Jenny Fields stellte fest, dass die drei ein Jahr lang brauchten, um einander
zu kurieren.
    Was taten sie, fragte sich Jenny,
in jenem Jahr bloß mit den anderen Gefühlen, die
menschliche Wesen haben? Helen verbarg sie; Helen war sehr stark. Duncan sah
sie nur mit seinem fehlenden Auge. Und Garp?

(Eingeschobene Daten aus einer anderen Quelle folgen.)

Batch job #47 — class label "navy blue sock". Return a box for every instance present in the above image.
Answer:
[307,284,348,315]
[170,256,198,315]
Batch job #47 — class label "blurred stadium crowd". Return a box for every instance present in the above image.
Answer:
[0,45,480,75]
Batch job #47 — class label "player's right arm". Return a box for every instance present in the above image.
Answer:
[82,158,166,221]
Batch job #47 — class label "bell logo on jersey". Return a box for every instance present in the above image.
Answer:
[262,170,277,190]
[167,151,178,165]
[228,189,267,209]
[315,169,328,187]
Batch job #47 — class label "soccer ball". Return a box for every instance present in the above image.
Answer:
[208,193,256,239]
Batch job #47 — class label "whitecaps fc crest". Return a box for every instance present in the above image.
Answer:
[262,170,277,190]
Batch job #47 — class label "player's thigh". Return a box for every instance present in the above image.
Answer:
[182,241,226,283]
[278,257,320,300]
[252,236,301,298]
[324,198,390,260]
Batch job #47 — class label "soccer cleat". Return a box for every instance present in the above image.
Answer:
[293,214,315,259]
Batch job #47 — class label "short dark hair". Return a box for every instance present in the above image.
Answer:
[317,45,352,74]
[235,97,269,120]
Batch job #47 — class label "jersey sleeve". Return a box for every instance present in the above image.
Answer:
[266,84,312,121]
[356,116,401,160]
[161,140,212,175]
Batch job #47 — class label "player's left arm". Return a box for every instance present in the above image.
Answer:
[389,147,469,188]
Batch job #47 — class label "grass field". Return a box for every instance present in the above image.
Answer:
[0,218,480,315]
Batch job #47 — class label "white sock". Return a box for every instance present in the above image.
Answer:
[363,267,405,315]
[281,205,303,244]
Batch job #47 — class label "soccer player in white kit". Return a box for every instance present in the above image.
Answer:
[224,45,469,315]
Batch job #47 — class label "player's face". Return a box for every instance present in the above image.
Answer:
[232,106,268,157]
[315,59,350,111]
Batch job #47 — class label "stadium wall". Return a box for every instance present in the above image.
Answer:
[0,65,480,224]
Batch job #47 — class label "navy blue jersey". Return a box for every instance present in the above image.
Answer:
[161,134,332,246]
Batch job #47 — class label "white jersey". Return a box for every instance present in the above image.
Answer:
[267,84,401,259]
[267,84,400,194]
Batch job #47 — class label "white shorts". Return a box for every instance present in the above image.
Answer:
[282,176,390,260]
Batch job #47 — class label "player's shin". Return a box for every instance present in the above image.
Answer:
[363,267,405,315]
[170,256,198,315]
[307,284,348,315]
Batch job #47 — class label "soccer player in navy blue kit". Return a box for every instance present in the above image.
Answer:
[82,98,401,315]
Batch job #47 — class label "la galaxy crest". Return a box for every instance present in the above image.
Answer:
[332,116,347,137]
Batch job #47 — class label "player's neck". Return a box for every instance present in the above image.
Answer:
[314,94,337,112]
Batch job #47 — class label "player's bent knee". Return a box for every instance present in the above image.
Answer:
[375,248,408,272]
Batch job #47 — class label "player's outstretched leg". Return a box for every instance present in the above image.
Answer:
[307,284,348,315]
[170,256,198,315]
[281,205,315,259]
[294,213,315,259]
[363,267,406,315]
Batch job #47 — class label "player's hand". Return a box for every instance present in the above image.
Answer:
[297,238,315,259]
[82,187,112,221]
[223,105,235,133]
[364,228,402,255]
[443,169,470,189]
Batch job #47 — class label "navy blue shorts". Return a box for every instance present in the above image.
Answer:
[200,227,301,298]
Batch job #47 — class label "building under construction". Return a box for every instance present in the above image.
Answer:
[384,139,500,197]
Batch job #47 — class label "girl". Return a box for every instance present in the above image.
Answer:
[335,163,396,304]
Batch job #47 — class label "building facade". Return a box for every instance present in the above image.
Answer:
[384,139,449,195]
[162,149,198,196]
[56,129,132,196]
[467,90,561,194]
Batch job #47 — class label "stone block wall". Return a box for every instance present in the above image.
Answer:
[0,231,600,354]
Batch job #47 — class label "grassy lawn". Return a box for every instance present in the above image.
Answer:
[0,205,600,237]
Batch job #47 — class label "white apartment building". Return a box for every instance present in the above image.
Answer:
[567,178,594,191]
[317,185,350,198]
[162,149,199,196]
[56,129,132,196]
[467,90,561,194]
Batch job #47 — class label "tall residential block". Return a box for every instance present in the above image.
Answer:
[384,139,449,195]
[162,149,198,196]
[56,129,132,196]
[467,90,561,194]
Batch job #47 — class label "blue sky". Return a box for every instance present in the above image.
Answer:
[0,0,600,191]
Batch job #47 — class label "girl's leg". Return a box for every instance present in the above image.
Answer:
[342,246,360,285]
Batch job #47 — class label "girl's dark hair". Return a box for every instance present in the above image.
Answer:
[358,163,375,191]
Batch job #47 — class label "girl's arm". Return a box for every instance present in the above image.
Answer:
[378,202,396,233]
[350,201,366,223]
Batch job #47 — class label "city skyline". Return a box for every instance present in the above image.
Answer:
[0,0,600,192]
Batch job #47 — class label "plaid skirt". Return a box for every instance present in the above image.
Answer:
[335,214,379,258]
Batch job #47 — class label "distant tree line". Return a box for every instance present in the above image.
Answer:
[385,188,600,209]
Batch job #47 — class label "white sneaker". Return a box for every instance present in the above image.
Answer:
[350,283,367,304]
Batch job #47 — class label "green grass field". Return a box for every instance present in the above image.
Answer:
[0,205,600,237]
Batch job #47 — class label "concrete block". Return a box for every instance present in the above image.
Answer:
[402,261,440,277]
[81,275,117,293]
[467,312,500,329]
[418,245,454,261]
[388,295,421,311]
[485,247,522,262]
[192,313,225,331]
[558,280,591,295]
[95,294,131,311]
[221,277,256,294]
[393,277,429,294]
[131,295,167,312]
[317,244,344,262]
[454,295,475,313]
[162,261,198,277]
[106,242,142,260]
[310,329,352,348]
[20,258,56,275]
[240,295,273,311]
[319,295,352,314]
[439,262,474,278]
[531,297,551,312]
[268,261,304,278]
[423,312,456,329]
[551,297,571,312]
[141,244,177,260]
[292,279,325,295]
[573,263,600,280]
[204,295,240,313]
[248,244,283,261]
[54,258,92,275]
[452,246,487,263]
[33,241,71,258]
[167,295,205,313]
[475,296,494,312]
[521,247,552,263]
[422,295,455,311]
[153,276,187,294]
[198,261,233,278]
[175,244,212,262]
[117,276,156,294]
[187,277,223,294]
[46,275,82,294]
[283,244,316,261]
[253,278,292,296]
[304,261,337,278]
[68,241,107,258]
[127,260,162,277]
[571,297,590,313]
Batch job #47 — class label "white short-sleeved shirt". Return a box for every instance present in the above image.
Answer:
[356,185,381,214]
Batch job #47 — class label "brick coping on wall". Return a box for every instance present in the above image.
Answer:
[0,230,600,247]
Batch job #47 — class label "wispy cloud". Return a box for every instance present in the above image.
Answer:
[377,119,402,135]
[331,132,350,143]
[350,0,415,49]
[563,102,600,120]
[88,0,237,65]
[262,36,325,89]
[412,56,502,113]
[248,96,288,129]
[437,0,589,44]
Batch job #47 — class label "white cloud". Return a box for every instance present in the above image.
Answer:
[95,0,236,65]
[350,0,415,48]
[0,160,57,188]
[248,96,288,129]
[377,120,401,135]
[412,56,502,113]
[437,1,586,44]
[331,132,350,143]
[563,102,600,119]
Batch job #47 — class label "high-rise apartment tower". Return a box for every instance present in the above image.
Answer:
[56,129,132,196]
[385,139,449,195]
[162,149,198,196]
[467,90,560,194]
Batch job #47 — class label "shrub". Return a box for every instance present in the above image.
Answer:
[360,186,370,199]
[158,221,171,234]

Er war stark, aber nicht so stark.
Er schrieb einen Roman mit dem Titel Bensenhaver und wie er
die Welt sah, in den alle seine anderen Gefühle flohen.
    Als Garps Verleger, John Wolf,
das erste Kapitel von Bensenhaver und wie er die Welt sah gelesen hatte, schrieb er an Jenny Fields. »Was zum Teufel geht da draußen
vor?«, schrieb Wolf Jenny. »Es ist, als hätte Garps Kummer sein Herz pervers
gemacht.«
    Aber T.S. Garp fühlte sich
geleitet von einem Impuls, so alt wie Mark Aurel, der die Weisheit und
Eindringlichkeit besessen hatte zu bemerken: »Im Leben eines Menschen ist seine
Zeit nur ein Augenblick… seine Wahrnehmung ein schwaches Binsenlicht.«

[551]  15
    Bensenhaver und wie er die Welt
sah
    Hope Standish war mit
ihrem Sohn Nicky zu Hause, als Oren Rath in die Küche kam. Sie trocknete gerade
das Geschirr ab, und sie sah das lange, schmale Fischermesser mit der glatten
Schneide und der Spezialsägekante, das auch Schuppenmesser genannt wird,
sofort. Nicky war noch nicht ganz drei; er saß zum Essen immer noch auf einem
hohen Kinderstuhl, und er aß gerade sein Frühstück, als Oren Rath hinter ihn
trat und ihm die Sägezähne des Fischermessers an die Kehle setzte.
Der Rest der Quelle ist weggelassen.